If you've not installed microk8s before:

getent group microk8s || sudo groupadd microk8s
sudo usermod -a -G microk8s $USER
sudo chown -f -R $USER ~/.kube
sudo su - $USER

Start up a microk8s cluster and install kubeflow & mlflow and relate them together:

export DOCKER_USERNAME=<docker-hub-username>
export DOCKER_ACCESS_TOKEN=<docker-hub-password>
bash integration_test_microk8s

Set the docker hub username and access token to those of a docker hub pro account to avoid docker hub ratelimits.

Note: This will wipe out an existing microk8s cluster, so use with care.

Note: This may need to be retried several times, due to various Juju/Kubeflow bugs. For example if you get an error message or a 403 error after logging in.

Note: Min 14GB RAM needed, 50GB disk space.

Open http://10.64.140.43.nip.io/ and log in with the username and password given in the output of the above command.

Create a new notebook server, taking care to specify the mlflow-minio configuration. This will ensure that the correct environment variables are set so that the MLflow SDK can connect to the MLflow server.

config

Now open the notebook server and paste the following code into two cells:

!pip install sklearn mlflow boto3

This will install the required dependencies.

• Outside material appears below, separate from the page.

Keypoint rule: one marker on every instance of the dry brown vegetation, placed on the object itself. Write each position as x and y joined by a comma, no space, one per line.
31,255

# The data set used in this example is from http://archive.ics.uci.edu/ml/datasets/Wine+Quality
# P. Cortez, A. Cerdeira, F. Almeida, T. Matos and J. Reis.
# Modeling wine preferences by data mining from physicochemical properties. In Decision Support Systems, Elsevier, 47(4):547-553, 2009.

import os
import warnings
import sys

import pandas as pd
import numpy as np
from sklearn.metrics import mean_squared_error, mean_absolute_error, r2_score
from sklearn.model_selection import train_test_split
from sklearn.linear_model import ElasticNet
from urllib.parse import urlparse
import mlflow
import mlflow.sklearn

import logging

logging.basicConfig(level=logging.WARN)
logger = logging.getLogger(__name__)


def eval_metrics(actual, pred):
    rmse = np.sqrt(mean_squared_error(actual, pred))
    mae = mean_absolute_error(actual, pred)
    r2 = r2_score(actual, pred)
    return rmse, mae, r2


if __name__ == "__main__":
    warnings.filterwarnings("ignore")
    np.random.seed(40)

    # Read the wine-quality csv file from the URL
    csv_url = (
        "http://archive.ics.uci.edu/ml/machine-learning-databases/wine-quality/winequality-red.csv"
    )
    try:
        data = pd.read_csv(csv_url, sep=";")
    except Exception as e:
        logger.exception(
            "Unable to download training & test CSV, check your internet connection. Error: %s", e
        )

    # Split the data into training and test sets. (0.75, 0.25) split.
    train, test = train_test_split(data)

    # The predicted column is "quality" which is a scalar from [3, 9]
    train_x = train.drop(["quality"], axis=1)
    test_x = test.drop(["quality"], axis=1)
    train_y = train[["quality"]]
    test_y = test[["quality"]]

    alpha =  0.5
    l1_ratio =  0.5

    with mlflow.start_run():
        lr = ElasticNet(alpha=alpha, l1_ratio=l1_ratio, random_state=42)
        lr.fit(train_x, train_y)

        predicted_qualities = lr.predict(test_x)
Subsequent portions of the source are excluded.